Exam 3 High Yield Review: Membrane and Action Potential
Membrane and Action Potential (Lectures 16)
Transport Review
- Review Exam 2 high yield material, specifically Lecture 5 up to 6 minutes and 28 seconds.
- Focus on the difference between active and passive transport.
- Pay attention to facilitated diffusion, especially channel proteins.
- Understand the sodium-potassium pump as primary active transport using ATP directly.
Components of Nervous Tissue
- Neurons: Conduct action potentials, which involve the movement of ions across the membrane.
- Glial cells: Support cells with various functions (glia means "glue").
Potentials
- Potentials refer to voltage differences across membranes.
Membrane Potential
- Definition: Voltage difference across the membrane.
- One side is positive, and the other is negative due to ion concentration (primarily) and some proteins.
- Measured in millivolts (mV).
Resting Potential
- Definition: Membrane potential of the membrane at rest.
- Negative on the inside and positive on the outside.
- Varies from cell to cell:
- Epithelial cell: approximately -50 mV.
- Neuron: approximately -70 mV (depends on the type of neuron).
- Muscle cell: approximately -90 mV (depends on the type).
Action Potential
- Definition: Changes in voltage from the resting potential.
- The voltage flips: positive on the inside and negative on the outside.
- Due to ions moving across the membrane via channel proteins.
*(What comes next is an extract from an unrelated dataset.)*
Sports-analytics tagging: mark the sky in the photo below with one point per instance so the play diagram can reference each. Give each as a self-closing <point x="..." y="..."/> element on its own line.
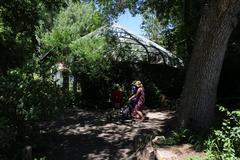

Resting Potential and Ion Channels/Pumps
- Key point: Inside is negative, and outside is positive.
Sodium-Potassium Pump (Na+/K+ ATPase)
- Uses primary active transport (ATP directly).
- Pumps 3 sodium ions (Na^+) outside the cell and 2 potassium ions (K^+) inside the cell.
Ion Channels (Leak Channels)
- Sodium leak channels and potassium leak channels.
- Utilize facilitated diffusion.
- Move ions along their concentration gradient.
Combined Action of Sodium-Potassium Pump and Leak Channels
- Sodium-potassium pump removes more positive charges (3 \Na^+ out) than it brings in (2 \K^+ in).
- Sodium leak channels allow positively charged sodium ions to leak out.
- Potassium leak channels allow even more positively charged potassium ions to leak out.
- Result: More positive charges on the outside, making the inside more negative.
Potassium Leak Channels as Main Driver
- Potassium leak channels are the main driver of the resting potential because they are responsible for more positive charges leaving the inside.
Review and Summary
- Understand membrane potential, resting potential, and action potential.
- Resting potential: negative inside, positive outside.
- Action potential: flips to positive inside, negative outside.
- Different ion channels set up these potentials.
- Lecture 16 ends content for Exam 3 (up to slide 29, not including).